Gestures Can Help Vocabulary Learning

Andrew Warner reports on research supporting kinetic associations with words

Language educators may find that incorporating gestures or other types of movements in their vocabulary lessons improves learning outcomes, according to a study recently published in the Journal of Neuroscience. The study, conducted by researchers at Germany’s Dresden University of Technology, explored the ways in which stimulating the brain’s motor cortex impacts the acquisition of new vocabulary.

“Many often-used teaching methods for learning new foreign language vocabulary rely on only audio or visual information, such as studying written word lists,” said Brian Mathias, the primary author of the study. “Our findings shed light on why learning techniques that integrate the body’s motor system typically outperform these other learning strategies.”

During a series of training sessions held over four consecutive days, the participants in the study were instructed to perform gestures while studying a series of new words in a foreign language, associating each new word with a semantically-related gesture of some sort. After they completed the initial trainings, the subjects then performed a task in which they were asked to translate the new words into their native language; during this translation task, the researchers also employed repetitive transcranial magnetic stimulation (rTMS) in order to interfere with activity in the motor cortex.

rTMS is a method of brain stimulation frequently used by neuroscience researchers, which involves using magnetic pulses to stimulate an electrical current in a targeted region of the brain.
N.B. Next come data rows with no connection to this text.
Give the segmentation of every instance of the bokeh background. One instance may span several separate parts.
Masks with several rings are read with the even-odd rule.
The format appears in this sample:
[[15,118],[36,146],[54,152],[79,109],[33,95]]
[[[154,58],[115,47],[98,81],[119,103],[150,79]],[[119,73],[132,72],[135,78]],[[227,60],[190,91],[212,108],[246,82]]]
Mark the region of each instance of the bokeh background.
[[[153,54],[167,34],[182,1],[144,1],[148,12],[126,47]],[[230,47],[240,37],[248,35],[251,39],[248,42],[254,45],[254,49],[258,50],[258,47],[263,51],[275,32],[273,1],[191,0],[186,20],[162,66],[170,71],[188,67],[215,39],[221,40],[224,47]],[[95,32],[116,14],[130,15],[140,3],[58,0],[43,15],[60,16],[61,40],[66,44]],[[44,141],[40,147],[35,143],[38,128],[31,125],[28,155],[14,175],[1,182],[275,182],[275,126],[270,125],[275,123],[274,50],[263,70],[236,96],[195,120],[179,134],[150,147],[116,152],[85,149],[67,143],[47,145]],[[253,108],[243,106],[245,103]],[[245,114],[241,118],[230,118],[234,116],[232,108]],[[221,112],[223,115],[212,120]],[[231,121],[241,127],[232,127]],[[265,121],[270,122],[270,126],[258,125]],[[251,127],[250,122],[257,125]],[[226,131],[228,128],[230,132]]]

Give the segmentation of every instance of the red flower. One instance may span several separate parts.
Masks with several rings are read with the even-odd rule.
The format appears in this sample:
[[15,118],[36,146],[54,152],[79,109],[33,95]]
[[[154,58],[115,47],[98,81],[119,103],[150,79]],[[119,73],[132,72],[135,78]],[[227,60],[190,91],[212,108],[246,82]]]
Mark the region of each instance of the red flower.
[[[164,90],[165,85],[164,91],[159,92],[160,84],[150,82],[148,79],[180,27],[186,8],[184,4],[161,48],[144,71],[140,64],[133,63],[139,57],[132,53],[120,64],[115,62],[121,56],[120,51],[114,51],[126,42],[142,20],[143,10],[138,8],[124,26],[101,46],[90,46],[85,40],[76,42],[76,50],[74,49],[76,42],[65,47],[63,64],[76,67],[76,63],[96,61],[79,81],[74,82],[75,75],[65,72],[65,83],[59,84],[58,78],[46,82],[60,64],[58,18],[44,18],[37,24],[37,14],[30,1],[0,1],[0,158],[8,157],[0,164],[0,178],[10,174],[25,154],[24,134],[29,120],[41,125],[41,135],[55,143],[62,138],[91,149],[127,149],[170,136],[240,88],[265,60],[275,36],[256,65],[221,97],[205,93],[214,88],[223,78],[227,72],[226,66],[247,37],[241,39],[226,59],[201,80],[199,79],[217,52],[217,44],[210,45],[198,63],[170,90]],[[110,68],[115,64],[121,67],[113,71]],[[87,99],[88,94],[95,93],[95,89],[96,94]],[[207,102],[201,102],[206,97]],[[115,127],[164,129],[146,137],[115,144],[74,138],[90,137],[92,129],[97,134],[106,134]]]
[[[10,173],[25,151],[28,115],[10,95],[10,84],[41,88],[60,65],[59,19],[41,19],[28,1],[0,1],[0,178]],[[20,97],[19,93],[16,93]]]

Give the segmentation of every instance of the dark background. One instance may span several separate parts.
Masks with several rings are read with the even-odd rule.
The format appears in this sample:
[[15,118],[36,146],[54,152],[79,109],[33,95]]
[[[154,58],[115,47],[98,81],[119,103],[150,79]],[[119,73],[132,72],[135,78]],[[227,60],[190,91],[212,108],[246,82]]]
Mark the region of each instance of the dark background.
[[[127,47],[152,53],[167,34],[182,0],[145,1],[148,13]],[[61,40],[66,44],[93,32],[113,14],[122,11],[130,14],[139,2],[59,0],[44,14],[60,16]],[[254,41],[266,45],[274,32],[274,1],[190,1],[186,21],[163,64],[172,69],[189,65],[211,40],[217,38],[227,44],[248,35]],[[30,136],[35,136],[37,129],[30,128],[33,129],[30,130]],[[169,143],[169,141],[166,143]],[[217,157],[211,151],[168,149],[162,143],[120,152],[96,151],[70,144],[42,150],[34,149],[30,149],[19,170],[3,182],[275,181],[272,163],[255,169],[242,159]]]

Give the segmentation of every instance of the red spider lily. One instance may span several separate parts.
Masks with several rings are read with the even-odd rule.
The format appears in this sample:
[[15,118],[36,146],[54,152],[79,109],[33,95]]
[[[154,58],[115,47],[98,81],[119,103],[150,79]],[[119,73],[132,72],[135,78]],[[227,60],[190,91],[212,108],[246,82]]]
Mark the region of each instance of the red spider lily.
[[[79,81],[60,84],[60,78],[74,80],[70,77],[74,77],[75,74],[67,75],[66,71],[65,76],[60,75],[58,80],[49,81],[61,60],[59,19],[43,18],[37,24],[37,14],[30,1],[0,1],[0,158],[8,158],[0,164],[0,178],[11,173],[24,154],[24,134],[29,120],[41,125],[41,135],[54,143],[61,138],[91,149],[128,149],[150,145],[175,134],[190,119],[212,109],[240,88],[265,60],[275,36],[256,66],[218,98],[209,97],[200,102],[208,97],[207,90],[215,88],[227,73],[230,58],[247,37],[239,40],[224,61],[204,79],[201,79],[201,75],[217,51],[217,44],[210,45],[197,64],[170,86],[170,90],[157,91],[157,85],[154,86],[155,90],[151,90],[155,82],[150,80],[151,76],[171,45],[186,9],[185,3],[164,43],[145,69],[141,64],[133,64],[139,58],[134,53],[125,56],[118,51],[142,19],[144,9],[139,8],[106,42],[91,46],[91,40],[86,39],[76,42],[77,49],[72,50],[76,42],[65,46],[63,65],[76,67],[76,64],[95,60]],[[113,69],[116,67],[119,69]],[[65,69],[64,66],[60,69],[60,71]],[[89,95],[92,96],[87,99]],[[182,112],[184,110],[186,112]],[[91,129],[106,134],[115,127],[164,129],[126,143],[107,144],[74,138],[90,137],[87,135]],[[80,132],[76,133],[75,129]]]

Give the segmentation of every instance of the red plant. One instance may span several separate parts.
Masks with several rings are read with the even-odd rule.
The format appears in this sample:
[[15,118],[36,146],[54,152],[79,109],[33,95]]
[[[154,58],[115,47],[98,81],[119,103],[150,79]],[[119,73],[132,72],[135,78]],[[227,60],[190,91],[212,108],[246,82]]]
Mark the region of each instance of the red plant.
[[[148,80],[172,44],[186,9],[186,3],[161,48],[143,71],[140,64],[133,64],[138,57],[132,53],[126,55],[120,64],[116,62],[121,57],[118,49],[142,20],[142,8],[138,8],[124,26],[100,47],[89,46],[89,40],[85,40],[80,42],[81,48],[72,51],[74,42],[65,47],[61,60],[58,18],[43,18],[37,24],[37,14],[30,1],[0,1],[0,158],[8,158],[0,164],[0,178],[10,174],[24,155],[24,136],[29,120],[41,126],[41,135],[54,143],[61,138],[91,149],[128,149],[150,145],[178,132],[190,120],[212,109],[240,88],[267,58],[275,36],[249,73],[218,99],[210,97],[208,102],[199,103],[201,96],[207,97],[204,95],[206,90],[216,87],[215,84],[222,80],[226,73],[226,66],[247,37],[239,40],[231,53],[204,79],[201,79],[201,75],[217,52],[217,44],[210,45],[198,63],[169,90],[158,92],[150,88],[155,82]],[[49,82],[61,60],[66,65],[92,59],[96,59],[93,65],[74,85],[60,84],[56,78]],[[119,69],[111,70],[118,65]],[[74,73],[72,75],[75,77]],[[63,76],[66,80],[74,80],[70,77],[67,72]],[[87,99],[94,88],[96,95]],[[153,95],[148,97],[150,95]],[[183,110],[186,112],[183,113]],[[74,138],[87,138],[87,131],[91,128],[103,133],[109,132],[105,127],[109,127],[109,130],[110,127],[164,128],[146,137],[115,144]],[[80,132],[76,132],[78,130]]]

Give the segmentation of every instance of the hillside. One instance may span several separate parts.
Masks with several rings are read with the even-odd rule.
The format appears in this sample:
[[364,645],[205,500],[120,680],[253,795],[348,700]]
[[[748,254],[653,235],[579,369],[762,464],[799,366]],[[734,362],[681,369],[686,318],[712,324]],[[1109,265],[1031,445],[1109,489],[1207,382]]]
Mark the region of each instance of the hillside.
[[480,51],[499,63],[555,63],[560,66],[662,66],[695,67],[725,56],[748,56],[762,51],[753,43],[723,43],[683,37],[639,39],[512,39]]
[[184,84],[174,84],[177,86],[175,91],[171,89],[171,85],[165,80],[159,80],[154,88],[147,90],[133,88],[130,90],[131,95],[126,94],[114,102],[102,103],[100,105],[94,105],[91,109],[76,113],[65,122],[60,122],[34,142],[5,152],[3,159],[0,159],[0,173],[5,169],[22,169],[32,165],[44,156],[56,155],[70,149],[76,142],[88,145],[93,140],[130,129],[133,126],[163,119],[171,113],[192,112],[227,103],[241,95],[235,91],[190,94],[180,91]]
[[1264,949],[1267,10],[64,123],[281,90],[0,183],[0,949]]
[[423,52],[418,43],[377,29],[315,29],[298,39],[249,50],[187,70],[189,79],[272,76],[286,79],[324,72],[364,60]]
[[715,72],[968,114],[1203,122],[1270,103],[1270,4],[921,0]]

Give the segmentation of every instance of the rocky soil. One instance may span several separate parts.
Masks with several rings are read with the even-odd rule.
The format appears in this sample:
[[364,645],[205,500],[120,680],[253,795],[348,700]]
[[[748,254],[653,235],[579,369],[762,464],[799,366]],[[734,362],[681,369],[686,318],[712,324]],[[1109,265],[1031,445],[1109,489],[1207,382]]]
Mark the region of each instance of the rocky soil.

In this case, the researchers targeted a region of the brain involved in motion control (i.e., the motor cortex) to see how this would affect their performance on the translation task; the researchers found that when they interfered with activity in the motor cortex, the subjects’ struggled the translate the words which they had associated with specific gestures in the original training. These results indicate that gestures could be a useful tool for language instructors to incorporate into their teaching of new vocabulary items.

The researchers note that this effect was seen regardless of whether the new vocabulary item was a tangible, concrete noun or a more abstract one—this suggests that even if a gesture is not clearly connected to the meaning of the vocabulary word (as in say, a charades-type situation), gestures may help students to strengthen their acquisition of new vocabulary.

“Behavioral performance in vocabulary translation following sensorimotor-enriched training is supported at least in part by representations in the motor cortex,” the study concludes. “The translation of recently-acquired L2 words may therefore rely not only on auditory information stored in memory or modality-independent L2 representations, but also on the sensorimotor context in which the words have been experienced.”